For me, a good drama is one that includes some comedy as well. In that regard, there are several detective series currently airing that fill the bill. These shows contain a continuing story about the main character and a captivating ensemble cast, as well as a criminal case to solve in each episode. At the top of the list is the multiple Emmy-winning series Monk on HOT Zone, starring Tony Shalhoub as the OCD, germaphobic but brilliant detective Adrian Monk.
On the same channel, Bones and The Closer are excellent as well, with clever dialogue, an engaging cast of characters and compelling plot lines.
NCIS is another winner on HOT Zone. Voted America’s favorite TV show, the Naval Crime Investigative Service series based in Washington, DC, stars Mark Harmon as the monosyllabic Supervisory Special Agent Jethro Gibbs. As a touch that local audiences can enjoy, one of the members of his team is an attractive young former Mossad officer named Ziva David, played by Chilean-born actress Cote de Pablo. In one episode, she and fellow agent DiNozzo are sent to Arizona to check out a lead.
When DiNozzo complains about the intense heat, she says, “This is winter in Israel.”
The new kid on the CSI block is CSI: Cyber, starring Patricia Arquette as FBI Special Agent Avery Ryan. The goal on this Crime Scene Investigation show is to solve crimes that start on the Internet and play out in the real world. So far, two episodes have been aired on HOT Zone, and they were good.
At the other end of the television time line, CBS Drama has dredged MacGyver out of the archives. It’s a hoot to see a young Richard Dean Anderson with long hair, portraying the resourceful special agent Angus MacGyver. In fact, his resourcefulness became so popular that a word was coined to describe it. “To Mac- Gyver” means to assemble or repair something by ingenious improvisation, using everyday items that would not usually be used for that purpose.
In the realm of competitions, new seasons have begun for some of my favorite shows.
On Channel 3, Project Runway is back with Season 11. Hosted by former supermodel Heidi Klum, the show features aspiring designers vying to make their mark in the fashion world. This season, in addition to Klum, the two main judges are designer Zac Posen and fashion critic Nina Garcia, with a celebrity guest on each episode.
On Channel 2, Master Chef and The X Factor are back in action, with the same panels of judges as before. On Master Chef, Chaim Cohen, Jonathan Roshfeld, Eyal Shani and Michal Ansky are tasting their way toward selecting a new crew of culinary contestants.

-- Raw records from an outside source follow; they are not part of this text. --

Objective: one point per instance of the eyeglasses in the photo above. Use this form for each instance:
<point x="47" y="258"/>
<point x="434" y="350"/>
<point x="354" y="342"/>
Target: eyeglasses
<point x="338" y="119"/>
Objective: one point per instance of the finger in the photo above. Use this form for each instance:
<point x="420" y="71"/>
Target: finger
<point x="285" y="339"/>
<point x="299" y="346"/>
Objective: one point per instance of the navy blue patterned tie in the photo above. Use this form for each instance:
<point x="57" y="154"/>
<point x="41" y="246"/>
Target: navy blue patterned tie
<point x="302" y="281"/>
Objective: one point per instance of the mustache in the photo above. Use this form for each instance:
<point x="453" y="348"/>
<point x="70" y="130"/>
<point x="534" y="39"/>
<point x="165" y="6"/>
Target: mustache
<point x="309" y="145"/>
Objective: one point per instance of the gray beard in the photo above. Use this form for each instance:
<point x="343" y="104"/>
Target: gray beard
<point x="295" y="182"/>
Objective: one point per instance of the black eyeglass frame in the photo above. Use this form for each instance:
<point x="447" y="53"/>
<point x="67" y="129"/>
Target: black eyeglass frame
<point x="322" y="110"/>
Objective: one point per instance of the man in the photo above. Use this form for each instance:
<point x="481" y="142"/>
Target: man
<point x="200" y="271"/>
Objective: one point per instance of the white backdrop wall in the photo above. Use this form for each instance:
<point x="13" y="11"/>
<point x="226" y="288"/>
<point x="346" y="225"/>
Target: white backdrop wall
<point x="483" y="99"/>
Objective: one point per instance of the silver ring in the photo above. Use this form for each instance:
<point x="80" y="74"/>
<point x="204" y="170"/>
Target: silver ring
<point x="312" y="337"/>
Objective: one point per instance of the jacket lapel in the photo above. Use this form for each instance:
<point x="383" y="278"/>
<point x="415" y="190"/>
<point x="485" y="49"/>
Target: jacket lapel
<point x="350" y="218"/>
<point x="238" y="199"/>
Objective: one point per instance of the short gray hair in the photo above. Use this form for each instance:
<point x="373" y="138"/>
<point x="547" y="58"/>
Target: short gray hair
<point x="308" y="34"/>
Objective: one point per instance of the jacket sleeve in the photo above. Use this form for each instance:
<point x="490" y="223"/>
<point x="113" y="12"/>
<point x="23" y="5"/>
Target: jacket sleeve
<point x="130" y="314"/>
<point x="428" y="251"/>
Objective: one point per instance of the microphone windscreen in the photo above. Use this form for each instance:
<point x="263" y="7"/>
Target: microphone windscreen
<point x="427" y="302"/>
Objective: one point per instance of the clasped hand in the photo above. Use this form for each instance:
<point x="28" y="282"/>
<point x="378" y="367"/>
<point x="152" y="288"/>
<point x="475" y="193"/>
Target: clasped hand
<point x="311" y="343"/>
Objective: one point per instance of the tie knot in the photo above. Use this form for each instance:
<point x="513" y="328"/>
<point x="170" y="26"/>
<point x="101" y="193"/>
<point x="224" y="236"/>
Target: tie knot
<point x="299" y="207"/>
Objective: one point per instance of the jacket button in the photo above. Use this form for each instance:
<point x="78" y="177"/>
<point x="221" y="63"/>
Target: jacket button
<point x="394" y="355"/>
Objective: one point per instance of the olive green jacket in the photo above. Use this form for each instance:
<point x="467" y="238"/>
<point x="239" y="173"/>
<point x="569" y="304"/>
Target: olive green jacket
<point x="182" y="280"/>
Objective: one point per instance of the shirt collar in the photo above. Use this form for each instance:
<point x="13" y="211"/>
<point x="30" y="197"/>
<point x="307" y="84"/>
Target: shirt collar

Meanwhile, on The X Factor, local talent are singing their hearts out in the auditions, hoping to receive thumbs up from Moshe Peretz, Rami Fortis, Shiri Maimon and Ivri Lider.
Besides the inherent nature of the competitions themselves, what I particularly like about the two Israeli programs is the warmth and compassion that the judges show toward the contestants.
Similar programs on American television don’t have the sense of camaraderie that we have in Israel. How could they? The judges and the participants are all strangers to each other, whereas here we are all intrinsically connected – audience included. On The X Factor, a contestant walked out on stage. When asked where he was from, he answered “Sderot,” and the entire stadium erupted in mass applause.
Where else would you see that? Only in Israel.